同社は「デンカグループESG基本方針」に則り、コンプライアンスは経営の最重要基盤と考え、周知徹底を行ってきたが、このような事態を招いてしまったことは誠に遺憾であり、ユーザーをはじめ関係者の皆様に多大なご心配とご迷惑をおかけしますことを、深くお詫びする。今後より一層のコンプライアンス強化に努め、再発防止とともに信頼回復に全力で取り組んでいく。
確認した事実は、同社ABS樹脂の一部グレードにおいて、外注委託先の工場で本来必要となるUL工場認定を取得しておらず、UL認証上不適合状態にあることが、同社監査により 2023年3月下旬に判明した。
現時点で判明している対象製品は、同社ABS樹脂の一部グレード(ガラス繊維強化ABS 樹脂)、対象グレード名一覧は、GR0510G D68-S20、GR1020G D68-010、GR2010G D68-013、GR2010G NP、GR2020G D68-011、GR2020G NPとなる。
本件を受けての対応として、現時点で、上記対象製品を使用した最終製品に関して事故等の報告は受けていないが、最終製品の安全性や性能について、今後もユーザーのご協力を得て調査を継続していく。本件はUL Japan に既に報告しており、今後の対応について相談している。
東洋スチレンにおける不適切行為は、2023年5月上旬に同社まで報告がなされ、同社は直ちに、東洋スチレンに対し、初期的調査の実施を求め、その結果を確認してきた。
同社は、今般同社における不適切行為が判明し、また、同社が筆頭株主として発行済株式の 50%を保有する東洋スチレンにおいても不適切行為が判明したことを受け、これらの事実関係の調査を徹底的に行い、原因究明と再発防止策の検討を客観的かつ実効的に行うため、社外有識者による外部調査委員会を設置することとした。

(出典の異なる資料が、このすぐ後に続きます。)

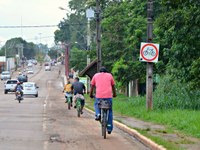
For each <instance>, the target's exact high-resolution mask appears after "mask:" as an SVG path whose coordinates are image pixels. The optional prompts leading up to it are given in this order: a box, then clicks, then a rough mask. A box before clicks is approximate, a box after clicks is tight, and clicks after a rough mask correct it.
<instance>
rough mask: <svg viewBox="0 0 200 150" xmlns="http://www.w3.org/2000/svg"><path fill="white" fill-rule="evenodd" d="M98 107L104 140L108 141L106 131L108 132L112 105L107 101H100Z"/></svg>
mask: <svg viewBox="0 0 200 150" xmlns="http://www.w3.org/2000/svg"><path fill="white" fill-rule="evenodd" d="M98 107H99V109H100V112H101V118H100V120H99V121H100V123H101V131H102V136H103V137H104V139H106V131H107V125H108V113H109V109H110V108H111V104H110V102H109V101H108V100H106V99H100V100H99V102H98Z"/></svg>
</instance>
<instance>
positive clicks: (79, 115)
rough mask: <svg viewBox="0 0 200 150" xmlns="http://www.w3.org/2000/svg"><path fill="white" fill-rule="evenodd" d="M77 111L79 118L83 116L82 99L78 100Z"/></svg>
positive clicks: (77, 101)
mask: <svg viewBox="0 0 200 150" xmlns="http://www.w3.org/2000/svg"><path fill="white" fill-rule="evenodd" d="M76 109H77V116H78V117H80V116H81V101H80V99H77V102H76Z"/></svg>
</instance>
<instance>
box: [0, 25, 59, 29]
mask: <svg viewBox="0 0 200 150" xmlns="http://www.w3.org/2000/svg"><path fill="white" fill-rule="evenodd" d="M57 26H58V25H34V26H0V28H49V27H50V28H52V27H57Z"/></svg>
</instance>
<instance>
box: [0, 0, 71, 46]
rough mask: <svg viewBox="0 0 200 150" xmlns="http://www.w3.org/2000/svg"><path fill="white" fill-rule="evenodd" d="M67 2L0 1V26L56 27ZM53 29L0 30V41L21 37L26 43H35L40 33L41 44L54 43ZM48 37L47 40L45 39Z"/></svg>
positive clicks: (11, 29) (13, 29)
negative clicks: (24, 39)
mask: <svg viewBox="0 0 200 150" xmlns="http://www.w3.org/2000/svg"><path fill="white" fill-rule="evenodd" d="M68 1H69V0H0V7H1V9H0V15H1V21H0V26H16V25H18V26H20V25H57V24H59V22H60V21H61V20H62V18H64V17H65V16H66V13H67V12H66V11H62V10H60V9H59V8H58V7H64V8H67V4H68ZM56 29H57V27H54V28H22V29H21V28H12V29H10V28H0V40H1V41H4V40H5V41H6V40H9V39H11V38H15V37H20V36H21V37H22V38H23V39H25V40H27V41H32V42H34V43H35V42H36V41H37V40H36V39H35V37H36V36H37V37H38V36H39V33H41V37H44V38H41V42H42V43H43V42H44V44H46V43H48V44H50V43H53V42H54V31H55V30H56ZM45 37H49V38H45Z"/></svg>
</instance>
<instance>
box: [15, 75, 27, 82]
mask: <svg viewBox="0 0 200 150" xmlns="http://www.w3.org/2000/svg"><path fill="white" fill-rule="evenodd" d="M17 79H18V81H19V82H22V83H23V82H28V77H27V75H24V74H22V75H19V76H18V78H17Z"/></svg>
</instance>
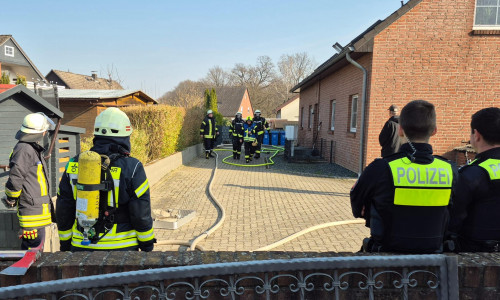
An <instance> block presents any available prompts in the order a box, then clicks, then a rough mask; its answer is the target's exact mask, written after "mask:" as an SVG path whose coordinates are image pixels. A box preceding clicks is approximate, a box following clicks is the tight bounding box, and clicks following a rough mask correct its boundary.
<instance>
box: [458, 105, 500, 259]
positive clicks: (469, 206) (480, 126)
mask: <svg viewBox="0 0 500 300" xmlns="http://www.w3.org/2000/svg"><path fill="white" fill-rule="evenodd" d="M470 125H471V136H470V143H471V145H472V147H473V148H474V150H476V153H477V155H476V158H475V160H474V161H473V162H471V163H470V164H469V165H468V166H465V167H462V168H461V169H460V170H459V177H458V185H457V191H456V196H455V199H454V205H453V209H452V211H451V220H450V232H451V238H452V239H454V240H455V241H456V243H455V246H456V250H458V251H467V252H474V251H479V252H498V251H499V247H500V221H499V220H500V109H499V108H497V107H490V108H485V109H482V110H480V111H478V112H476V113H475V114H474V115H473V116H472V120H471V124H470Z"/></svg>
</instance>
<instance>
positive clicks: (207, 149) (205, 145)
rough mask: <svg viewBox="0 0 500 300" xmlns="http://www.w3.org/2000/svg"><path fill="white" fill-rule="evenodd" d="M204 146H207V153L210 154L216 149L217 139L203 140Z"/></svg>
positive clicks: (205, 146) (205, 149)
mask: <svg viewBox="0 0 500 300" xmlns="http://www.w3.org/2000/svg"><path fill="white" fill-rule="evenodd" d="M203 144H204V145H205V152H210V151H212V150H213V149H214V144H215V139H207V138H204V139H203Z"/></svg>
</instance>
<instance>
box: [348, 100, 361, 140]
mask: <svg viewBox="0 0 500 300" xmlns="http://www.w3.org/2000/svg"><path fill="white" fill-rule="evenodd" d="M358 98H359V97H358V95H354V96H352V98H351V118H350V119H349V131H350V132H356V127H357V124H358ZM354 103H356V109H354ZM353 121H354V126H352V125H353Z"/></svg>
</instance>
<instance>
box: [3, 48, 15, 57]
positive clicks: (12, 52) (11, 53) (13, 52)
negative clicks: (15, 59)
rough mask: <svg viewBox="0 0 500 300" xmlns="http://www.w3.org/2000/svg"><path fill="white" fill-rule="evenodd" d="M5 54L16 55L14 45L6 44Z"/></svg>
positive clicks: (13, 56)
mask: <svg viewBox="0 0 500 300" xmlns="http://www.w3.org/2000/svg"><path fill="white" fill-rule="evenodd" d="M5 56H12V57H14V47H10V46H5Z"/></svg>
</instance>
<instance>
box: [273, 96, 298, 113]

外部調査委員会に対しては、同社および東洋スチレンにおける本件不適切行為および類似事案の有無について調査すること、また、その調査結果を踏まえた原因究明を行い、再発防止策について提言することを委嘱する。東洋スチレンからは、外部調査委員会による調査に全面的に協力する旨の意向を表明しており、同社と東洋スチレンにおきましては、外部調査委員会の調査に協力するための体制をすでに構築している。
なお、同社は、外部調査委員会より調査報告書を受領した際は、速やかに開示その他必要な対応を行っていく。
外部調査委員会の委員長は、倉橋雄作氏(弁護士、倉橋法律事務所)、委員、松山遙氏(弁護士、日比谷パーク法律事務所)、委員、西嶌宏之氏(公認会計士、 KPMG FAS)となる。
本件不適切行為における同社の今期連結業績への影響は現時点において不明。今後、同社から公表すべき事項があれば適切に公表する。